The visual effects rendered by Jackson's pals over at Weta Digital are top of the line. Susie dwells on a restless landscape, prone to changing like so many screen savers and adorned by some very literal souvenirs from the young girl's time on Earth. (If Susie used to build miniature ships in glass bottles with Dad, you can bet that they'll come crashing up on a nearby shore.) When she's forced to confront the similar ends that victims like her met, it makes for chilling, seamless scenery. However, when she's dancing around in a hyper-disco dream, it's distracting to the point of making the viewer wonder if there really are green screens waiting for everyone in heaven.

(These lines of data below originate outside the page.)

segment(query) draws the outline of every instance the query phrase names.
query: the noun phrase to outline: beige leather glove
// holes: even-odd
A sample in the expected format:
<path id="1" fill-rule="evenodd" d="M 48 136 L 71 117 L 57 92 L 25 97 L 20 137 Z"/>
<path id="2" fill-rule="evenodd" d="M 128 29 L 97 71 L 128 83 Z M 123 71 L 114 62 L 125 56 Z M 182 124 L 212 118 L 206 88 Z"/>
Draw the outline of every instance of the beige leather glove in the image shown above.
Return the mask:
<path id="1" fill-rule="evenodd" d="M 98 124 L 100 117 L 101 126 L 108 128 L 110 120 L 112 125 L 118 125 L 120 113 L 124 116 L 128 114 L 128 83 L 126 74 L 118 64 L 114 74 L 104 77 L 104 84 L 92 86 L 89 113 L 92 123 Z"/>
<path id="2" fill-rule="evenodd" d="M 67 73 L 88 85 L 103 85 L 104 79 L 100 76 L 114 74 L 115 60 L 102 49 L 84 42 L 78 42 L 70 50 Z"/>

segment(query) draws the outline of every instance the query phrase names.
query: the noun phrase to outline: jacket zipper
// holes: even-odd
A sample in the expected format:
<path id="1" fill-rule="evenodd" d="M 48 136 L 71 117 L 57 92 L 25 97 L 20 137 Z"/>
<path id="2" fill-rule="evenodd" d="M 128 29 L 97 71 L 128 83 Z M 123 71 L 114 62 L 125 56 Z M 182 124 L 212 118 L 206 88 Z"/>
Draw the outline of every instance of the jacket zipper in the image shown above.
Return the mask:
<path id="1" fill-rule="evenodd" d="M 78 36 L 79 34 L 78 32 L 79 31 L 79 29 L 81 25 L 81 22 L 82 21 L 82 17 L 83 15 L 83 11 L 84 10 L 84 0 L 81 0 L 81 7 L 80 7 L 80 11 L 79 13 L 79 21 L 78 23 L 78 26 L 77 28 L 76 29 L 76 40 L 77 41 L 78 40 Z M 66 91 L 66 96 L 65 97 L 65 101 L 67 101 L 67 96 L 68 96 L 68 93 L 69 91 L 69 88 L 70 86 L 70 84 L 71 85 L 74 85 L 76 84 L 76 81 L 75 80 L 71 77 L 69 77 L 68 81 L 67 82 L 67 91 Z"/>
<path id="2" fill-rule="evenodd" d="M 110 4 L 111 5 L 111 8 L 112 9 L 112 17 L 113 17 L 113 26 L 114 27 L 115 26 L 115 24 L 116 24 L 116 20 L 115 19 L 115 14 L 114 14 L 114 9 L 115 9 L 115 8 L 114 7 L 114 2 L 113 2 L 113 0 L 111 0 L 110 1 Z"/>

But Susie's not in heaven just yet ' not until she gets some justice back home. Her killer (Stanley Tucci, masked beneath make-up and a relentless array of not-quite-right mannerisms), maintains his low profile, casting an eye on Susie's sister (Rose McIver) and catching the attention of her father (Mark Wahlberg, driven and earnest to a fault). Mom (Rachel Weisz) doesn't stay in the picture long, leaving Susie's grandmother (Susan Sarandon, boozing it up as the lone comic relief) to keep the Salmon home in order. Aside from Tucci and Wahlberg, the characters are given the scantest of agendas (or none, in Weisz's case), hence Tucci's and Wahlberg's performances are left to sway the picture from solemn drama to murder mystery with what little force they can muster.
Jackson's crime isn't that there's so much style dominating the proceedings, but that there's so little substance left in the translation. Parts are sad in the way that any story of a murdered child is a sad one, and an admittedly effective home invasion sequence is taut in the squeaky-floorboards sense. Susie offers the same explanation for the title that she did on the page: that all these events and all those relationships have grown out of her death. But by the end of Peter Jackson's The Lovely Bones, there's remarkably little meat left on them.